Damit das funktionieren kann müssen die eclipse meta files mit eingecheckt werden (.project, .classpath,...). Ist es vielleicht ein Maven2 Projekt? Dann gibt es Möglichkeiten, ansonsten nicht und du musst das händisch reparieren.
Warum nimmst du nicht Subversive? Das ist der 'offizielle' Client. Subclipse hat zumindest früher große Probleme verursacht. Ob das noch aktuell ist kann ich allerdings nicht beurteilen da ich schon lange nur noch Subversive verwende.


----------



## banshee (17. Mai 2009)

hm spitze. Mein Auftraggeber hat die files natürlich nicht miteingecheckt. Kann ich mir dann nicht relativ unkompliziert einmal die files manuell richtig zurecht schieben und die Metadaten meines lokelen Projekts hochladen?

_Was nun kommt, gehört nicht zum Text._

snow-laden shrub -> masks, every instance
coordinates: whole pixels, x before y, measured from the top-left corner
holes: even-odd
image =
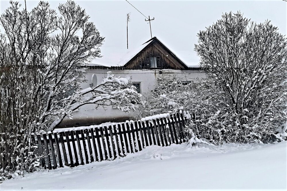
[[[141,96],[130,80],[110,72],[99,85],[81,88],[86,64],[101,56],[104,38],[74,2],[60,4],[58,14],[47,2],[30,12],[10,3],[0,20],[5,29],[0,33],[0,176],[6,177],[38,167],[36,132],[72,119],[86,104],[128,112]]]
[[[231,12],[198,36],[207,78],[192,87],[159,79],[142,114],[189,110],[194,133],[215,143],[286,140],[286,38],[269,21]]]
[[[238,113],[227,104],[222,92],[219,92],[212,79],[198,79],[195,85],[183,85],[182,80],[176,77],[172,80],[157,79],[159,88],[148,94],[140,107],[140,114],[148,116],[179,109],[189,111],[189,127],[192,132],[188,131],[186,133],[190,138],[195,136],[201,141],[216,144],[223,142],[261,143],[275,141],[276,137],[277,140],[279,137],[286,139],[283,133],[286,129],[281,128],[286,120],[283,101],[276,102],[278,104],[273,106],[272,115],[262,113],[271,111],[269,107],[264,106],[266,105],[264,100],[258,110],[249,108],[248,111]],[[259,106],[256,105],[258,108]],[[278,131],[282,132],[278,134]]]

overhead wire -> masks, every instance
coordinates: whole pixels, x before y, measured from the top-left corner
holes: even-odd
[[[136,9],[136,10],[137,10],[137,11],[138,11],[138,12],[139,12],[140,13],[140,14],[142,14],[142,15],[143,15],[143,16],[144,16],[144,17],[145,17],[146,18],[147,18],[147,19],[149,19],[149,18],[147,18],[147,17],[145,16],[145,15],[144,15],[144,14],[142,14],[142,12],[140,12],[140,11],[139,11],[139,10],[138,10],[138,9],[137,9],[137,8],[136,8],[135,7],[134,7],[134,5],[132,5],[132,4],[131,4],[131,3],[130,3],[128,1],[127,1],[127,0],[126,0],[126,1],[128,3],[129,3],[130,5],[132,5],[132,6],[133,6],[133,7],[134,7],[134,8],[135,9]]]

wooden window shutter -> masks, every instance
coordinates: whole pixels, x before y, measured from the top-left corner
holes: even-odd
[[[146,56],[145,57],[145,68],[147,69],[151,68],[151,59],[150,57]]]
[[[161,64],[160,63],[160,57],[157,56],[157,66],[158,68],[161,69]]]

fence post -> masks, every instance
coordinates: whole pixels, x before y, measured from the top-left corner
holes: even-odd
[[[52,137],[52,132],[50,131],[48,133],[48,136],[49,137],[49,141],[50,142],[50,146],[51,147],[51,152],[52,153],[52,156],[53,158],[53,169],[55,169],[57,168],[57,161],[56,160],[56,156],[55,155],[55,150],[54,148],[54,144],[53,144],[53,140]]]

Werd mir subversive mal anschauen.


----------



## Wildcard (17. Mai 2009)

Ja, du musst lediglich das Ding wieder zum Java Projekt machen, die Source und Bin Folder wieder richtig einrichten, evtl. Builder einhängen und Classpath wiederherstellen. Bis auf die Sache mit der java Nature für das Projekt lässt sich das alles über die GUI machen.
Dann Einchecken, und das nächste mal passt es.
Spätestens wenn teamintern allerdings mehrere verschiedene IDEs verwendet werden macht ein Ansatz wie Maven2 Sinn.


----------